Reprogramming the City DOGA Oslo, Norway

Repurposing a car free city’s redundant parking infrastructure and more.

As Oslo prepares to be the wold’s first car free city, a lot of redundant car infrastructure will become available for new use. To explore the potential of reuse this and other infrastructure for new use, Reprogramming the City opened in May 2018 at DOGA, Design and Architecture Norway, Oslo.

Below is the Introductory text from the exhibition:

“Reprogramming” is a methodology that creates new opportunities for existing assets. As populations and citizen needs increase, the space, finances and natural resources available to meet these needs are decreasing. Reprogramming the City represents a way of seeing — a mindset with which to meet the challenges that tomorrow will bring, using the assets already in place today. 

Reprogramming the City began with a simple question asked of a stairway. While working in Hong Kong, Urban Strategist Scott Burnham observed that the extreme density of the city was inspiring residents to use the city’s infrastructure in new ways to satisfy needs unable to be met by the limitations of the city. In the central business district, business people and shoppers were using a public stairway as a multifunctional space for rest and socializing. “Why”, asked Burnham “does an urban stairway have to function as only a stairway? What if it did more than one function?”

The question has taken Burnham around the world to discover and research the most exceptional an innovative examples of existing urban structures being reimagined and reprogrammed for additional use. Four exhibitions and a book have been created showing showing dozens of projects from around the world that expand the functionality of existing urban assets for new and additional use to benefit city city and its citizens. 

reused and repurposed parking infrastructure in a car free city

Invited by DOGA to create a Nordic-specific version of his ongoing Reprogramming the City initiative, Burnham has worked with DOGA staff and cities and citizens to select the most innovative and imaginative examples of reuse, repurposing and reprogramming existing assets to improve life in the Nordic Region. A vast and inspiring pool of imaginative reused and repurposed structures were discovered throughout the region, particularly in the context of Oslo aiming to be a car free city.

During the curatorial process, projects that created new types of functions or met unmet needs of local residents were highlighted for inclusion in the exhibition. Also highlighted were unexpected, abandoned or under-appreciated structures that were given new life through innovative repurposing. Factories and warehouses turned into housing, legacy banks and buildings turned into cultural and co-working spaces – a vast number of projects were put forward as model repurposing projects, but the commonality and frequency of their end function fell outside of the final exhibition narrative. 

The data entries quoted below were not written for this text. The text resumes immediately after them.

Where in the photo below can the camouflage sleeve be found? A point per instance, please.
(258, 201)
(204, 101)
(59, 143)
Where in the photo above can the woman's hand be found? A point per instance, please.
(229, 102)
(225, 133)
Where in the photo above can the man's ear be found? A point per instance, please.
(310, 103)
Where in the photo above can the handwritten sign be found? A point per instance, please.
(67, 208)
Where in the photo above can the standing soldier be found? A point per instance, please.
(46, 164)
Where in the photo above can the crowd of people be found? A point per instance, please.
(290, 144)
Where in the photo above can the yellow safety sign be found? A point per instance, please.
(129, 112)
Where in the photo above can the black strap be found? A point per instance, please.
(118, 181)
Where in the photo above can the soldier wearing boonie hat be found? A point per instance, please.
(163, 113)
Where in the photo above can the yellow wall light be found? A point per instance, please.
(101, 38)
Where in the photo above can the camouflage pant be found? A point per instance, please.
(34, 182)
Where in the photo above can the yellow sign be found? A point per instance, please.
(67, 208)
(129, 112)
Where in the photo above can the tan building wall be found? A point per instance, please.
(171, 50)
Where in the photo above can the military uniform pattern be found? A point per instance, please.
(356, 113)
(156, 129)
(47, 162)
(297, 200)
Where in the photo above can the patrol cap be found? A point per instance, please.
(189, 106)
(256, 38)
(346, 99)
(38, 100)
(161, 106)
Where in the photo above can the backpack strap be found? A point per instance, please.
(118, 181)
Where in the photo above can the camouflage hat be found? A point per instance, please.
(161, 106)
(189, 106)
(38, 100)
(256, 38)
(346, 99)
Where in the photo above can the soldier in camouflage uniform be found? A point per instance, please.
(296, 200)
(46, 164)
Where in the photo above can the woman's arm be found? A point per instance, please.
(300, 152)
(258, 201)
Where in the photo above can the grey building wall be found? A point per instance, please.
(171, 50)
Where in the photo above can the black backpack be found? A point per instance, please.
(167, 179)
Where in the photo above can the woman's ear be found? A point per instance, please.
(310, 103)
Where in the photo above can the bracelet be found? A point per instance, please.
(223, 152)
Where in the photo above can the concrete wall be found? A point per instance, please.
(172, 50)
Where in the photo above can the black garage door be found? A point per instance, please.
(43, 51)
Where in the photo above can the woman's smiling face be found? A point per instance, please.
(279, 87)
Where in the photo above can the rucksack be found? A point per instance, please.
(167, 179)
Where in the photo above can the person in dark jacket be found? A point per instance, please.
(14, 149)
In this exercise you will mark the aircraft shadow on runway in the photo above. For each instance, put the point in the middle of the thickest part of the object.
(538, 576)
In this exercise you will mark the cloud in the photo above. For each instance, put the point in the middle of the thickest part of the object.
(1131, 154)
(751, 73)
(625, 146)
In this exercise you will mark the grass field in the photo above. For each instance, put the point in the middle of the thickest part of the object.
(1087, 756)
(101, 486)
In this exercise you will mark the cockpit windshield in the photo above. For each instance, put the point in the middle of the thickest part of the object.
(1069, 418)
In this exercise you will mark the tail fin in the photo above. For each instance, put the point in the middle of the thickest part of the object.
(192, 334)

The end result of the curatorial process is exhibited here. Projects that transform the Nordic region’s built landscapes into platforms of opportunity, and the innovative reuse of existing structures reveal that the built environment should not be seen as the end result of a previous creative process, but the beginning of a new one.

Reprogramming the City provides a framework for societal engagement and development within the urban landscape. Regardless of income, identity, origin or demographic, everyone shares the physical components of the city. By revealing the untapped potential and innovative additional uses contained in the common elements of the city, barriers for engagement in the future of the city are lowered. People become empowered to share their ideas and apply their own desires and imaginations to their surrounding environment. 

The final section of the exhibition provides an open arena for ideas. How could cities and communities use the assets already in place in new ways? How can Norway, its cities, towns and communities be more resourceful with the assets already in place?